Abstract

A 26-year-old previously healthy woman presented with complaints of sudden-onset headache, decreased level of consciousness, right hemiparesis, and hemianopia. Computed tomography (CT) of the head showed a leftsided parietal hematoma (►Fig. 1). CT angiography showed a complex arteriovenous malformation (AVM) with a venous varix in the center of the hematoma. Cerebral angiogram revealed a grade V AVM in the left parieto-occipital region measuring 6 4 cm and supplied by left posterior cerebral artery (PCA) and middle cerebral artery (MCA) and draining into superior sagittal sinus (SSS) and straight sinus via internal occipital vein/vein of Galen (►Fig. 2). Elective sequential endovascular embolization of the nidus was planned over 3 months in four settings.

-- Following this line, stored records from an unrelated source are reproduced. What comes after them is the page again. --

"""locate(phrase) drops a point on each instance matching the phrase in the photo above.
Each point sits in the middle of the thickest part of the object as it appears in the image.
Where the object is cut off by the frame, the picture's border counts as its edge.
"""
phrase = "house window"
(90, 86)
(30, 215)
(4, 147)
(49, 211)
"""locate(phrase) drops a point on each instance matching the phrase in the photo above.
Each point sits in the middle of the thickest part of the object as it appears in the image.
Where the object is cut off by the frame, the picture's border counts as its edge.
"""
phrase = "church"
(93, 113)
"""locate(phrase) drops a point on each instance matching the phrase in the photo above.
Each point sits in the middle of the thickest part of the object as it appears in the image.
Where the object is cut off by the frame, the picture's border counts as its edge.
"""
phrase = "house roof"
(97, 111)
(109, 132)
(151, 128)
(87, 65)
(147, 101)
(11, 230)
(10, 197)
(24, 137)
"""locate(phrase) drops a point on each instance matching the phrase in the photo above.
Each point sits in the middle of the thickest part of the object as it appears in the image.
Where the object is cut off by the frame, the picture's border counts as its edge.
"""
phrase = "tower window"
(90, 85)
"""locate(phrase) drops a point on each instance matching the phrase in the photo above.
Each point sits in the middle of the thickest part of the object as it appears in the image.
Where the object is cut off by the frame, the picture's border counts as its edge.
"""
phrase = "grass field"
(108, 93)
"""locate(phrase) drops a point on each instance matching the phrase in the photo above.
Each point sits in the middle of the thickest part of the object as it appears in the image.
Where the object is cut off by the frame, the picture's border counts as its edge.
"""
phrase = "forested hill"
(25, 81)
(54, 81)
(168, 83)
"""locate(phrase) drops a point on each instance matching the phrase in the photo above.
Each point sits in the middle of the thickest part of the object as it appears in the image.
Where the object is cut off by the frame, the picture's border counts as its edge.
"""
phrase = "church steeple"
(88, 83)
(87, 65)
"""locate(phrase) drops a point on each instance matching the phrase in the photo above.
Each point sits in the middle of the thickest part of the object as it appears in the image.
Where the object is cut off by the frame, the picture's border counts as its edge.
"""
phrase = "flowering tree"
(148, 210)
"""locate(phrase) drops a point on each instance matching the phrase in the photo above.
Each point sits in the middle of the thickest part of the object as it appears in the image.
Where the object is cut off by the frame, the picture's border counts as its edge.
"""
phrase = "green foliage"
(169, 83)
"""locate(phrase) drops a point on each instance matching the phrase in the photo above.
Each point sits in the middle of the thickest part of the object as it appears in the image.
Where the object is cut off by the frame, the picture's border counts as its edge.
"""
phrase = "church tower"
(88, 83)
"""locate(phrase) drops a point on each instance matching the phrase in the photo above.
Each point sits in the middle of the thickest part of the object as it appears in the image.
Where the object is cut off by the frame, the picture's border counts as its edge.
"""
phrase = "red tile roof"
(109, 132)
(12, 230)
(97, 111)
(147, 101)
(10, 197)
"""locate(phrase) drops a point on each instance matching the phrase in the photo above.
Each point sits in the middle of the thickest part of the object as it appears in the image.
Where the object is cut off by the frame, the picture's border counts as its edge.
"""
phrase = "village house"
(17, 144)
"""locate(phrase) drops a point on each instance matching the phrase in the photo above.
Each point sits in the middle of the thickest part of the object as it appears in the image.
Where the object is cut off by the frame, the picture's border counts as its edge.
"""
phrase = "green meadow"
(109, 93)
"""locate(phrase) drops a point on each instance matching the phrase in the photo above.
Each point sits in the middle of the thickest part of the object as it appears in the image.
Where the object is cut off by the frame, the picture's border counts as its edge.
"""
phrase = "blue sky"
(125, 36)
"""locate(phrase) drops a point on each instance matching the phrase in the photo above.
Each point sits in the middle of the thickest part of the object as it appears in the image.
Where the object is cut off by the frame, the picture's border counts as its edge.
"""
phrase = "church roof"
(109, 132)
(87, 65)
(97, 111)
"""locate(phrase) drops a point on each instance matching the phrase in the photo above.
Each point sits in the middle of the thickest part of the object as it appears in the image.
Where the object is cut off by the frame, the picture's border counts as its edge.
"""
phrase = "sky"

The aim of partial embolization over weeks was to occlude deep feeders and reduce the nidus to allow definitive treatment, either surgical resection or radiosurgery. Gradual flow reduction should also help prevent normal perfusion pressure breakthrough (NPPB) that might happen due to sudden hemodynamic changes during rapid occlusion of large, highflow AVMs. The treatment plan was developed in a way that each embolization would occlude less than 40% of the arterial feeders and nidus penetration would be limited. MCA feeders were embolized first, followed by the PCA feeders. Onyx (Covidien; Irvine, California, United States) was used in all sessions. It is composed of EVOH (ethylene vinyl alcohol) copolymer dissolved in DMSO (dimethyl sulfoxide), and suspended micronized tantalum powder to provide contrast for visualization under fluoroscopy. Standard technique was used with Apollo catheters with Mirage guidewires (Covidien; Irvine, California, United States) and Onyx 18 and 34 was injected into the nidus. The choice between 18 and 34 was based on flow characteristics observed during the superselective angiograms. At the end of last session of embolization, only small superficial cortical MCA and PCA feeders were left patent (►Fig. 3). The little flow lead to the decision to surgically excise the nidus. The patient underwent left-sided occipital craniotomy and excision of the nidus without complications (►Fig. 4). Postoperative angiogram showed complete resection (►Fig. 5).